What 's the best way to travel with dementia?

A fellow caregiver asked...

I care for a woman with dementia and for the last three years we fly to Florida for the winter months and back to Michigan for the summer. She is very abusive when she does not want to be somewhere anymore; last spring the airplane ride was the hardest as she kept undoing her seat belt and trying to get off the plane, I am having a hard time figuring out the best way to travel with her, she has a very short attention span. I have tried medications the doctor has recommended, but that still has not helped. Any advice would be great.

Expert Answer

Joanne Koenig Coste is a nationally recognized expert on Alzheimer's care and an outspoken advocate for patient and family care. She is the author of Learning to Speak Alzheimer's. Also, she currently is in private practice as an Alzheimer's family therapist. Ms. Koenig Coste also serves as President of Alzheimer Consulting Associates, implementing state-of-the-art Alzheimer care throughout the United States.

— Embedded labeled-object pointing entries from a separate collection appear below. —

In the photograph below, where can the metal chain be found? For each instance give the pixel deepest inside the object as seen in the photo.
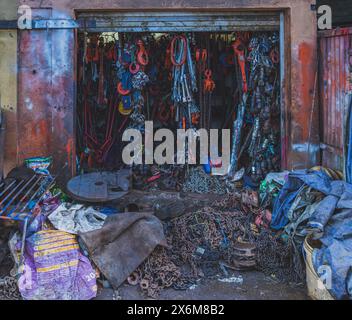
(9, 289)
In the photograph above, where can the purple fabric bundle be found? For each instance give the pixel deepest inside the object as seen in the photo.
(55, 269)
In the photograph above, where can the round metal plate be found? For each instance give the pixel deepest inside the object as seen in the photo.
(99, 186)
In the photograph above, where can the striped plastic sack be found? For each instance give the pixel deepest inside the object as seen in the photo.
(55, 269)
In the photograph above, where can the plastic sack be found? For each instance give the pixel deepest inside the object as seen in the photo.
(55, 269)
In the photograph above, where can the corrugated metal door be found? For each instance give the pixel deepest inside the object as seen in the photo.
(8, 97)
(46, 84)
(335, 52)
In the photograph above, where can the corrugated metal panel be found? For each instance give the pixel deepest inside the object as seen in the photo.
(179, 21)
(8, 95)
(334, 50)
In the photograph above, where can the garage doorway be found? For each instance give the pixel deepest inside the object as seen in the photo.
(100, 124)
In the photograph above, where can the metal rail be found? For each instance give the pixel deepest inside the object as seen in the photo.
(17, 197)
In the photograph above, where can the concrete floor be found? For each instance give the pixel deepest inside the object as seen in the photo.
(255, 286)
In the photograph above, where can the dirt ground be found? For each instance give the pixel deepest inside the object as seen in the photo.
(255, 286)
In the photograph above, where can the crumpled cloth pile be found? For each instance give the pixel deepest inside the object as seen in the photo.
(329, 219)
(76, 218)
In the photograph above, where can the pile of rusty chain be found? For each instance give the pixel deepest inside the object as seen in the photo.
(198, 240)
(276, 257)
(9, 289)
(200, 182)
(156, 273)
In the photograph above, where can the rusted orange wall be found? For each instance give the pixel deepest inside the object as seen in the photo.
(335, 51)
(46, 104)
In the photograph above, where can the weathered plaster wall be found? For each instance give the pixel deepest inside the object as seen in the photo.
(8, 9)
(301, 39)
(8, 82)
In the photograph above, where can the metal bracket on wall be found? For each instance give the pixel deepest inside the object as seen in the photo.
(43, 24)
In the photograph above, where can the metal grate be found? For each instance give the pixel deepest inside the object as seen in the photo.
(19, 196)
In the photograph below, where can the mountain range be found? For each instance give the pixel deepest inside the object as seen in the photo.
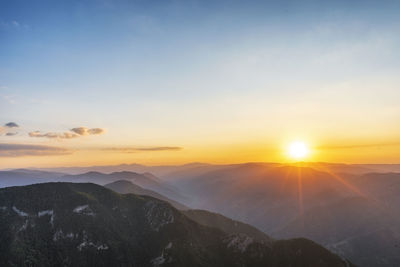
(83, 224)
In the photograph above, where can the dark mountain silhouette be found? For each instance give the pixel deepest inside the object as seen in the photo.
(71, 224)
(350, 214)
(127, 187)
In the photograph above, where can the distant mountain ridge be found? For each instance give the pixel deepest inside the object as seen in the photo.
(127, 187)
(74, 224)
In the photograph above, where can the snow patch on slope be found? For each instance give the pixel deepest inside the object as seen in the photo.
(84, 209)
(239, 242)
(158, 214)
(20, 212)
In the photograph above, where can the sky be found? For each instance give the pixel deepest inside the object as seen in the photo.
(170, 82)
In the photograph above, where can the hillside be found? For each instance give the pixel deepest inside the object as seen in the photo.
(127, 187)
(70, 224)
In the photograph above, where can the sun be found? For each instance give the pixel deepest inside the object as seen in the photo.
(298, 150)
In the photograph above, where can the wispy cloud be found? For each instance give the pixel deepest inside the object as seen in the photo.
(87, 131)
(11, 125)
(7, 128)
(357, 146)
(74, 133)
(20, 150)
(65, 135)
(141, 149)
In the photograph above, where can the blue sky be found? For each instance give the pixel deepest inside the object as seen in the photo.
(201, 73)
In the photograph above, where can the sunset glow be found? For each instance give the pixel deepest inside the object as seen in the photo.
(298, 150)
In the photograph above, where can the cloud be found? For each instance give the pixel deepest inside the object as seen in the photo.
(7, 128)
(11, 125)
(75, 132)
(20, 150)
(142, 149)
(357, 146)
(87, 131)
(65, 135)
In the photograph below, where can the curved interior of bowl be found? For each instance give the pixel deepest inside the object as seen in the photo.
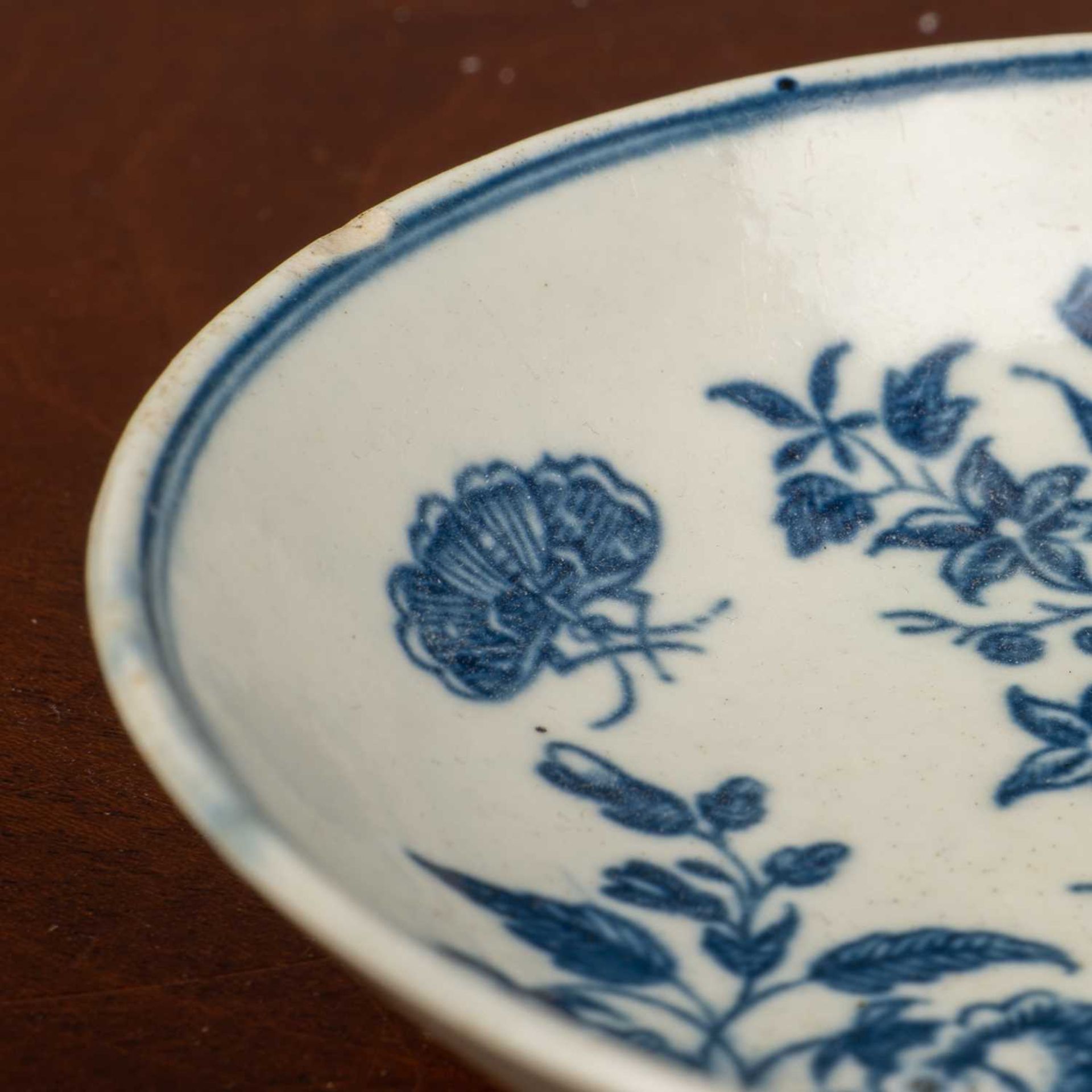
(388, 675)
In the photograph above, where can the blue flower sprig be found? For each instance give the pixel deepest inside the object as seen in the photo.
(988, 526)
(625, 980)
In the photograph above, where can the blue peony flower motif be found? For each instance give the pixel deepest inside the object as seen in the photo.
(818, 509)
(1002, 528)
(510, 566)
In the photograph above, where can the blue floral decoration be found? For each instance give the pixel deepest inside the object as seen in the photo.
(506, 574)
(1035, 1042)
(987, 524)
(1065, 759)
(624, 979)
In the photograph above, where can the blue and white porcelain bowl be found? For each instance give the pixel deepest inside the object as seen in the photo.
(630, 597)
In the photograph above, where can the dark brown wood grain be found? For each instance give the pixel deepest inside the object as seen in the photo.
(158, 158)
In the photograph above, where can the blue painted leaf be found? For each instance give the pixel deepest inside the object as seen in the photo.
(1077, 519)
(875, 1046)
(706, 871)
(818, 509)
(772, 407)
(1053, 768)
(876, 963)
(1046, 494)
(806, 866)
(929, 529)
(573, 1002)
(579, 937)
(751, 957)
(642, 884)
(1052, 722)
(735, 804)
(624, 800)
(984, 485)
(822, 383)
(916, 409)
(651, 1042)
(1076, 309)
(974, 568)
(796, 451)
(919, 622)
(1010, 647)
(1057, 564)
(880, 1014)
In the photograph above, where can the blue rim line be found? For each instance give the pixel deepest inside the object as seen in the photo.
(245, 357)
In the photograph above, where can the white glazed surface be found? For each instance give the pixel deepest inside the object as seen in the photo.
(590, 319)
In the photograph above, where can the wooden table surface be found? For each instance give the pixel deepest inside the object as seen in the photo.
(158, 159)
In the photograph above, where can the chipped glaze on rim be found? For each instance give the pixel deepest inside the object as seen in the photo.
(144, 487)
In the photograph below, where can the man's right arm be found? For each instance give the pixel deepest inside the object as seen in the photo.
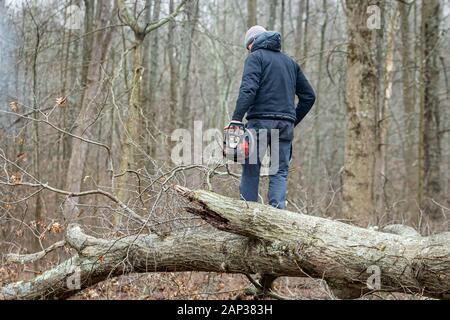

Getting from place to place with a person who is pleasant but cognitively impaired is difficult enough but traveling with an abusive dementia patient has an abundance of added difficulties. The most immediate question would be "When is it no longer a viable option to spend winter months in FL?" For most folks with AD, traveling can actually do more harm than good as it leads to increased frustration and confusion. When this occurs, the patient acts out and becomes extremely difficult to manage as you have already experienced. Trying to deal with these issues logically is to no avail since her reasoning power has been dramatically affected by the disease and you can not rationalize with someone who has lost the ability to be rational.

People in the early stage of the disease have often articulated a feeling of great relief when traveling has been eliminated from their schedule. All say that changing venues is very confusing and the confusion sometimes lasts the duration of the trip. Returning home instills more confusion and those who are able have insisted that being in one familiar environment is the most helpful to their level of function. If these trips between MI and FL can not be halted, I would make the following suggestions hoping that some may be helpful:

  • Alert airline staff to her condition
  • Use a medication to 'take the edge off' and to help her rest during the long trip
  • Have another companion or family member accompany you on the trip
  • Bring something familiar for her to look at or hold while traveling - a photo album is good
  • Audio books are often a great means for calming the distraught AD person. Something simple (religious, humorous, etc) work well and comfortable ear phones help block out other sounds that may be adding to the confusion
  • Special little snacks and familiar 'goodies' help promote positive feelings

I wish you well and reiterate that no longer making these yearly excursions will probably be far more efficacious than the change of scenery will. Bless you for your determination to make this a more positive scenario.